Le colonisateur avait  divisé le territoire du Dahomey en cantons, en subdivisions de cercles : six (6) au départ puis 11:

  1. Dans l’hinterland (l’appellation  Nord apparaitra en 1951), les cercles dits  plus tard du Moyen-Niger (Kandi), du Nord-est (Parakou) et du Nord-ouest (Djougou);
  2. Au Centre (ce qu’ils appelaient ainsi), Abomey, Savê d’abord puis Savalou ensuite ;
  3. Au Sud, cercles d’Aplahoué, d’Athiémé,  Ouidah, Cotonou, Porto-Novo et Pobè.

Le territoire du Dahomey devint République autonome le 4 décembre 1958 et deux ans après en 1960, il accéda à la souverainetéinternationale en devenant indépendant. Le régime PDU du Président Hubert Maga procéda dans la foulée à un découpage territorial, à savoir :

  • La déconcentration de l’Etat avec la création de six (¬¬6) départements et d’un certain nombre de sous-préfectures, anciens cercles ou nouvellement créées ;
  • La décentralisation avec la conservation des anciennes communes créées sous la colonisation ; il y avait Ouidah, Cotonou, Porto-Novo et Abomey qui toutes cessèrent d’exister dès 1964.

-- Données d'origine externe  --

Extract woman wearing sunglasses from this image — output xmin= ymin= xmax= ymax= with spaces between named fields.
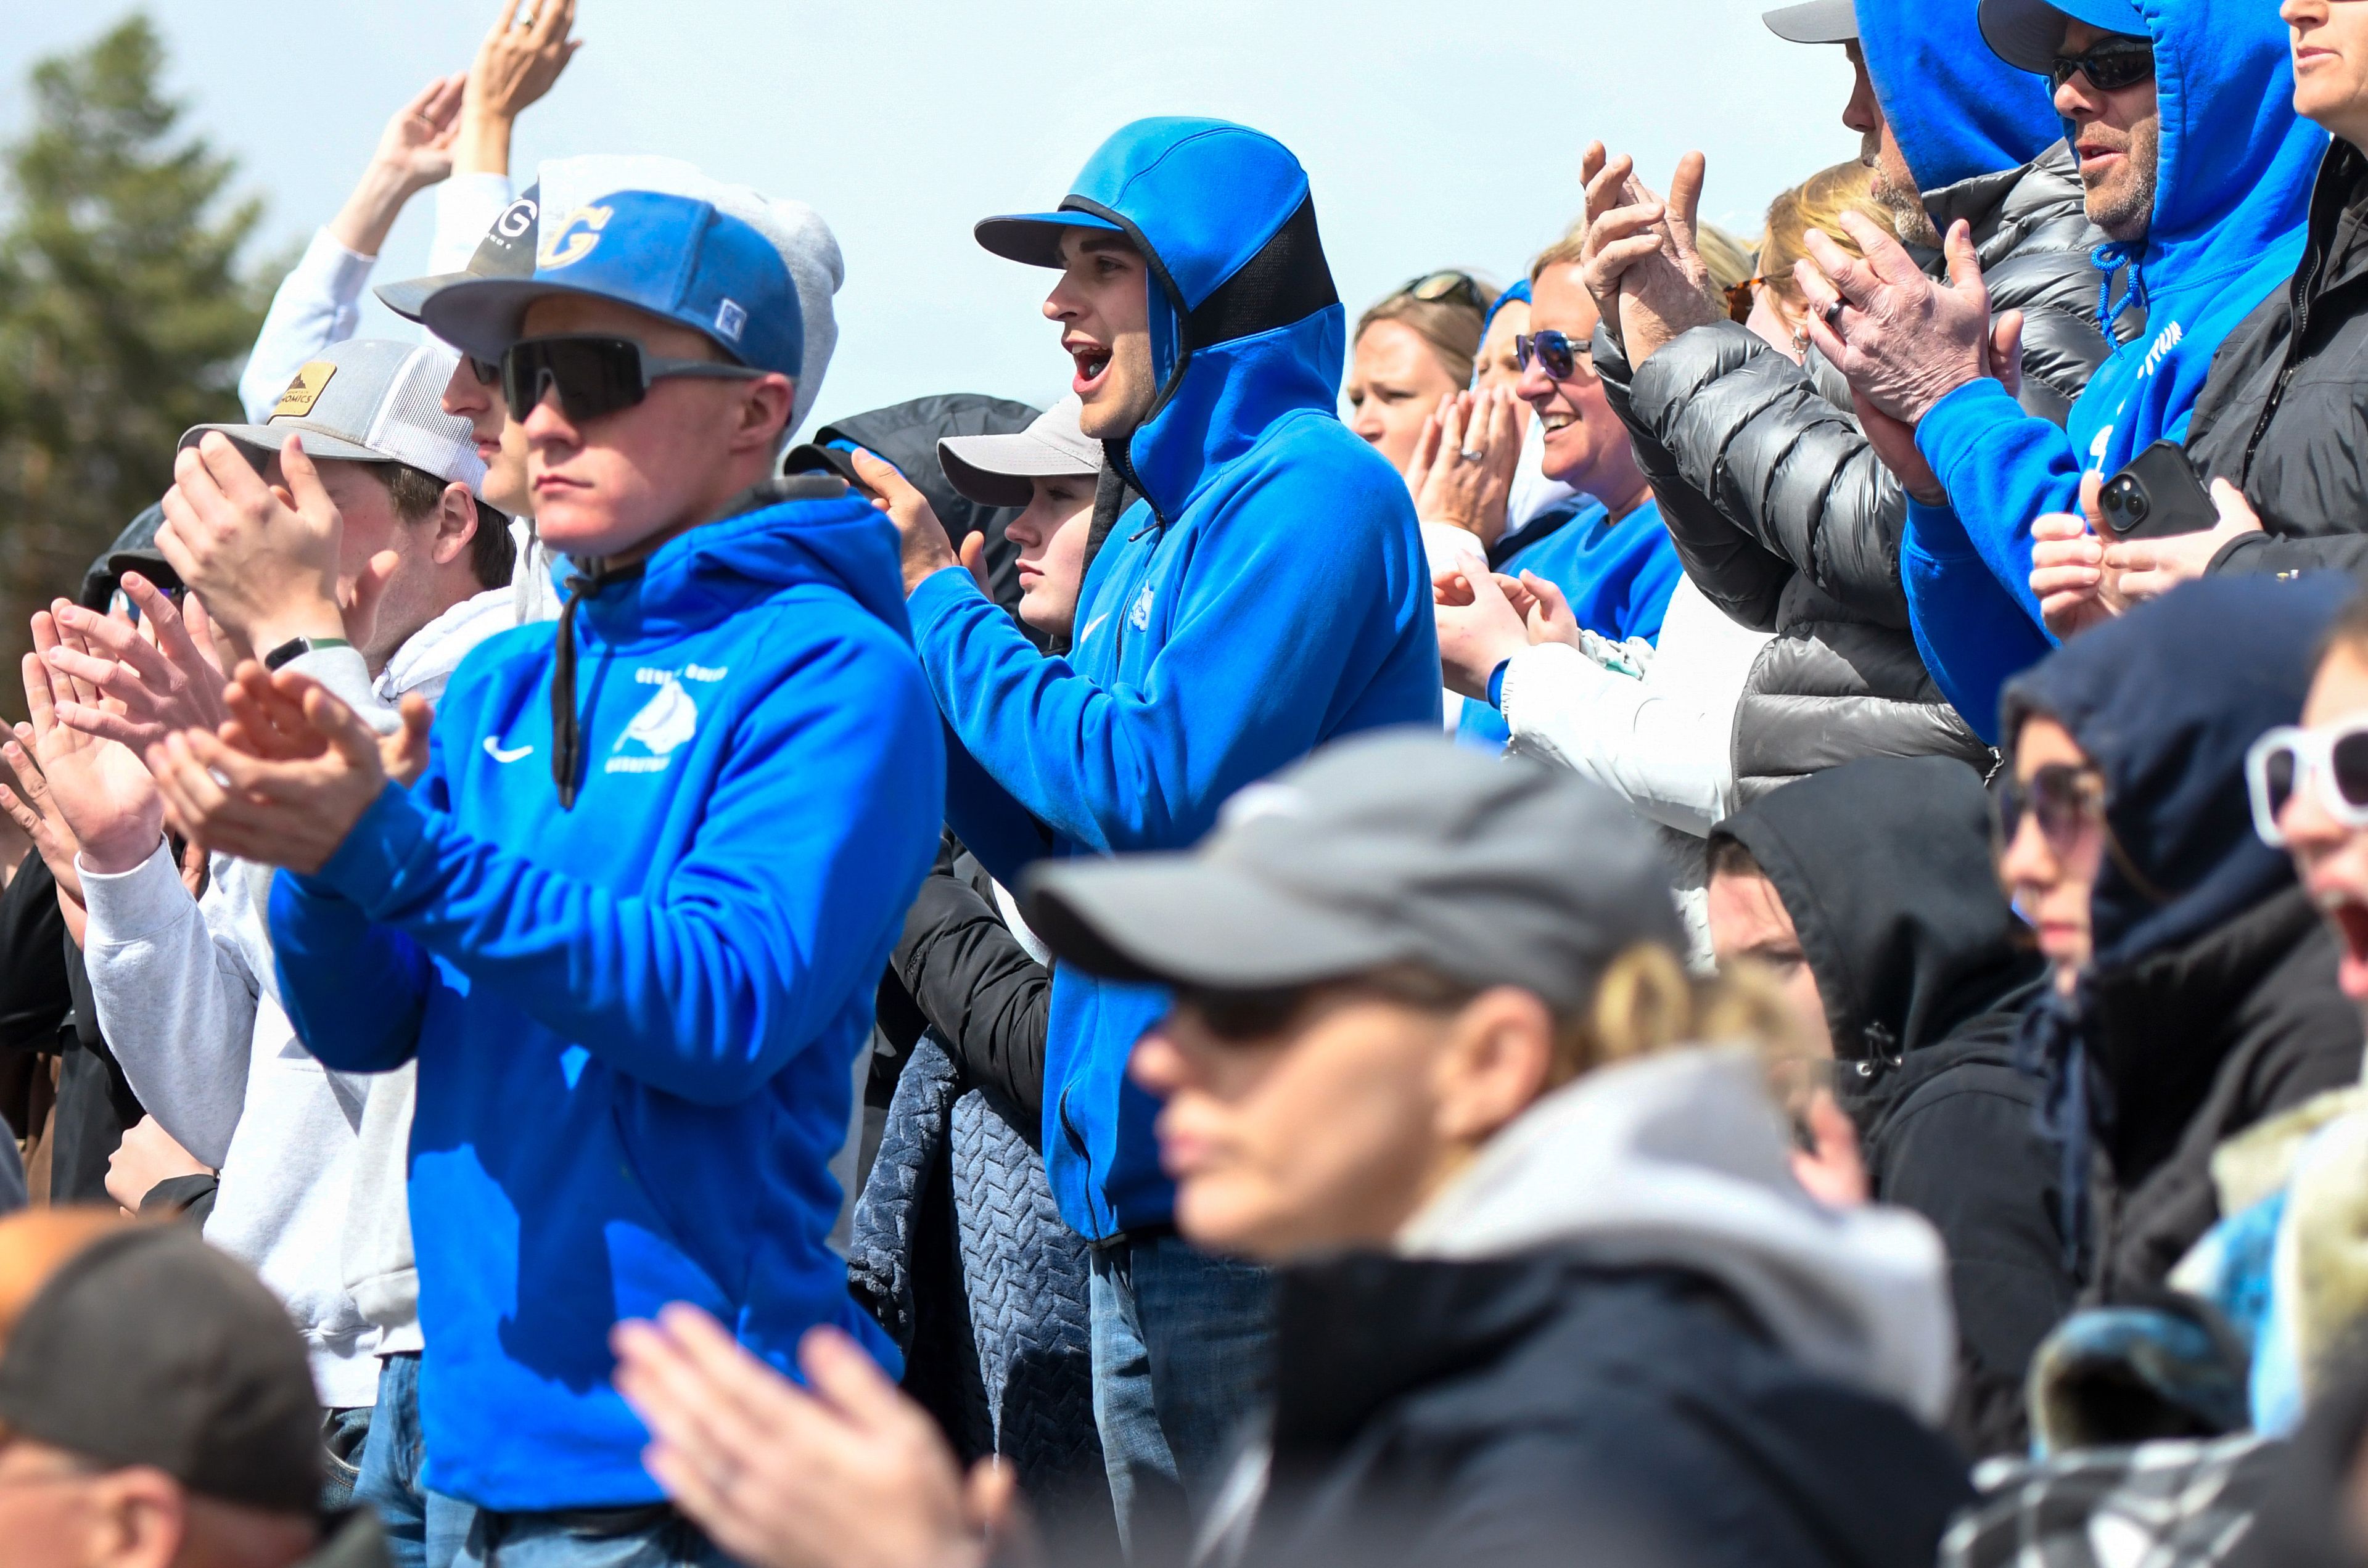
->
xmin=1996 ymin=575 xmax=2362 ymax=1302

Une première curiosité sautait aux yeux lorsqu’on examinait alors la carte administrative de l’ex-Dahomey : pourquoi ne pas tenir compte du seul critère valable de la variable  superficie dans le découpage territorial de 1961? Ainsi si le Sud (Abomey compris) qui couvre 1/5 du territoire national peut abriter 4 départements, le Centre, le vrai,  c’est-à dire les Collines avec à peu près 1/5 aussi aurait dû avoir un nombre idoine de départements, soit au moins 3. Le Nord qui lui couvre les 3/5 de la superficie du territoire national aurait eu normalement 3 fois plus de départements que le Sud, soit 12. Or, à quoi avons-nous  assisté ? Le Sud (moins Abomey) eut droit à 3 départements, le Centre avec Abomey à 1 et  le Nord à 2 ! Remarquons que ce fut sous la présidence d’un ressortissant du Nord, Hubert Koutoucou Maga qui avait confié le ministère de l’intérieur à un congénère Arouna Mama, que fut perpétrée cette véritable forfaiture ! On n’a même pas daigné conserver les trois vastes cercles du Nord (Nord-Ouest, Nord-est, Moyen-Niger).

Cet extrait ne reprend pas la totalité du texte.